The International Paralympic Committee will consider a unified Korea team competing at the 2020 Tokyo Paralympic Games if a request is made by the two Koreas, according to a senior official of the games' governing body.
If North and South Korean athletes march together at the opening and closing ceremonies or form a unified team for some of the events in Tokyo, it will mark the first time for them to do so in any Summer or Winter Paralympic Games.
"It needs to come from the National Paralympic Committees themselves" as the IPC is not tasked with instigating the move, said Craig Spence, chief IPC marketing and communications officer during an interview with Kyodo News in Tokyo on Wednesday.
At the Pyeongchang Paralympics held last March in South Korea, in which two North Korean athletes competed as wildcard entries, a joint march by the two Koreas had been planned for the opening ceremony only for it to be canceled at the last minute.
During the Asian Para Games held last October in Jakarta, however, the two Koreas marched together at the opening ceremony for the first time under a unified flag at a para sport event, according to the IPC.
They also competed as a unified team in three of the events -- one swimming and two table tennis competitions.
Spence is visiting Japan to check on the progress of preparations for the 2020 Tokyo Paralympic Games, which will be held from Aug. 25 to Sept. 6.
On the overall preparations, he said the Japanese organizing committee has made "excellent" progress, but he added further improvements were still needed.
"It's (accessibility in) accommodation and transport," he said, as the IPC expects up to around 4,350 disabled athletes from between 155 and 165 countries and regions will take part in the upcoming Paralympics.
He urged hoteliers and transport operators, especially bus companies, to look for solutions swiftly.

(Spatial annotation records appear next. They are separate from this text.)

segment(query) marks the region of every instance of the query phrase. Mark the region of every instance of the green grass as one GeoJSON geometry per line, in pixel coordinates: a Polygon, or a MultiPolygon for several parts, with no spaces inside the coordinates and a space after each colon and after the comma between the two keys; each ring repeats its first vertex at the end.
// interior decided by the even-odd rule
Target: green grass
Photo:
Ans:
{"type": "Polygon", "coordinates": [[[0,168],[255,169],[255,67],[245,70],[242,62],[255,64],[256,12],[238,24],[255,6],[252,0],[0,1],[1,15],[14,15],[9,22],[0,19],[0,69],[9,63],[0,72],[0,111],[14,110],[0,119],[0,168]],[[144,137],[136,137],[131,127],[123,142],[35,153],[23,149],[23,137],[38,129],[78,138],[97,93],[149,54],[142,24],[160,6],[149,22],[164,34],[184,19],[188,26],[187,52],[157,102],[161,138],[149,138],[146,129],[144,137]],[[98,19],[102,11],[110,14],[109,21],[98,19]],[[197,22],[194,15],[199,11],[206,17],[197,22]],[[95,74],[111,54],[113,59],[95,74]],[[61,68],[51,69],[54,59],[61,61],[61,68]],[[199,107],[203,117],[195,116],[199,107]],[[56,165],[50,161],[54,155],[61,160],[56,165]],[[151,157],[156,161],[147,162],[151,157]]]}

"I've seen some progress, and hopefully we'll see more progress between now and the games and after the games as well," Spence said, as he maintained the games can act as a catalyst to improving accessibility in those two areas.
"The hard work starts now, because the last full year before the games is always one of the hardest and most challenging for the organizing committee," he said.
Besides accessibility, Spence also touched on another concern the IPC is working to address before the Tokyo Games -- the venue for the 2019 World Para Swimming Championships originally scheduled to be held between July 29 and Aug. 4 in Kuching, Malaysia.
The championships serve as a qualifier for the 2020 Tokyo Paralympic Games.
In January, the IPC stripped Malaysia of the right to host the swimming championships, saying the Southeast Asian country failed to provide the necessary guarantees that Israeli Para swimmers could participate safely in the championships without being discriminated against.
The IPC is still aiming for the same competition dates this summer, but the event could be postponed to next year if it cannot be held this year, according to Spence.
"So we have some bids that we are reviewing, and we will make a decision and an announcement probably later this year," he said.